Flowchart: AvatarChatbot Megaservice
The AvatarChatbot megaservice is a new service that integrates the existing AudioQnA service with the new animation microservice. The AudioQnA service is a pipeline that takes user audio input, converts it to text, generates an LLM response, and converts the response to audio output. The animation microservice is a new service that takes the audio response from the AudioQnA service, generates an animated avatar response, and sends it back to the user. The AvatarChatbot Gateway invokes the AvatarChatbot backend megaservice to generate the response.
animation microservice¶
The animation microservice is a new service that generates animated avatar videos from audio and image/video inputs. The animation microservice takes the audio response from the AudioQnA service, synchronizes the audio response mel-spectrogram chunks with image/video frames, and generates a high-quality video of the avatar speaking in real-time. The animation microservice currently uses the Wav2Lip model for lip synchronization and GFPGAN model for face restoration.
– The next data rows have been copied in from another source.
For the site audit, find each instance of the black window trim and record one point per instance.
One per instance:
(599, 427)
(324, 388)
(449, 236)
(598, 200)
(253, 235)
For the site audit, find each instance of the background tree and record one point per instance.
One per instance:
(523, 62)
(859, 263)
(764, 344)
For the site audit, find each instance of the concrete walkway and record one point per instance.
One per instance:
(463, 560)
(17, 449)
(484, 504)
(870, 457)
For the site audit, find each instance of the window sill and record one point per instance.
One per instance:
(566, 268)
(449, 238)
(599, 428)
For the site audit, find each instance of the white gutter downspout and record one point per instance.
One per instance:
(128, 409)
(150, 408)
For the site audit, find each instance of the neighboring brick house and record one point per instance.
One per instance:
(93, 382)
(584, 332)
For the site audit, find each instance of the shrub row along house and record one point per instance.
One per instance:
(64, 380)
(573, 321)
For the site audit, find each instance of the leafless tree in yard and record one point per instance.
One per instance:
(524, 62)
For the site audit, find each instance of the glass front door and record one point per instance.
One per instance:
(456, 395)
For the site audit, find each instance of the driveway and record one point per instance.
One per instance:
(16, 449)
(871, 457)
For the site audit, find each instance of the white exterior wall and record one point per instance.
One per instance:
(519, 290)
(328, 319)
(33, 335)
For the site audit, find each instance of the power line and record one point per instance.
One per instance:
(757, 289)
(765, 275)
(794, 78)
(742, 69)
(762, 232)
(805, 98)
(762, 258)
User can build their own Docker image with Dockerfile_hpu
and create a Docker container on Gaudi2 instance to run the animation microservice. They can then validate the service by sending a POST request to the server API, while providing audio and image/video inputs. The animation microservice will generate an animated avatar video response and save it to the specified output path.
Support for alternative SoTA models such as SadTalker and LivePortrait are in progress.
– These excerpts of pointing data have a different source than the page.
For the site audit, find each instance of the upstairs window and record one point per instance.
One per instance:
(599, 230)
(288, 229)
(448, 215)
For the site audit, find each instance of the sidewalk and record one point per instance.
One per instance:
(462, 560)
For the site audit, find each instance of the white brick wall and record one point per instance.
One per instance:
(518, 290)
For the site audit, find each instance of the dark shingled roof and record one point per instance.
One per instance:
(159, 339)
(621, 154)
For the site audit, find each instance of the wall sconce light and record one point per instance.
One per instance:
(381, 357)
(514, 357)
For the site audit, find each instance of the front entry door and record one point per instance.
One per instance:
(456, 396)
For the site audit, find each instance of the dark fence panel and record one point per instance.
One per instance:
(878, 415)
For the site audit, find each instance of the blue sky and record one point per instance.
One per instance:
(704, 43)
AvatarChatbot megaservice¶
The AvatarChatbot megaservice is a new service that integrates the existing microservices that comprise AudioQnA service with the new animation microservice. The AudioQnA service is a pipeline that takes user audio input, converts it to text, generates an LLM response, and converts the response to audio output. The animation microservice is a new service that takes the audio response from the AudioQnA service, generates an animated avatar response, and sends it back to the user. The megaflow is as follows:
asr -> llm -> tts -> animation
Frontend UI¶
The frontend UI is Gradio. User is prompted to upload either an image or a video as the avatar source. The user also asks his question verbally through the microphone by clicking on the “record” button. The AvatarChatbot backend processes the audio input and generates the response in the form of an animated avatar answering in its unique voice. The response is displayed on Gradio UI. User will be able to see the animated avatar speaking the response in real-time, and can interact with the avatar by asking more questions.
Real-time demo¶
AI Avatar Chatbot Demo on Intel® Gaudi® 2, image input (top) and video input (down)
Compatibility¶
The new AvatarChatbot megaservice and animation microservice are compatible with the existing OPEA GenAIExamples and GenAIComps repos. They are deployable on Intel® Xeon® and Intel® Gaudi® hardware.
Miscs¶
End-to-End Inference Time for AvatarChatbot Megaservice (asr -> llm -> tts -> animation):
On SPR:
~30 seconds for AudioQnA on SPR,
~40-200 seconds for AvatarAnimation on SPR
On Gaudi 2:
~5 seconds for AudioQnA on Gaudi,
~10-50 seconds for AvatarAnimation on Gaudi, depending on:
Whether the input is an image or a multi-frame, fixed-fps video
LipSync Animation DL model used: Wav2Lip_only or Wav2Lip+GFPGAN or SadTalker
Resolution and FPS rate of the resulting mp4 video
All latency reportings are as of 8/2/2024.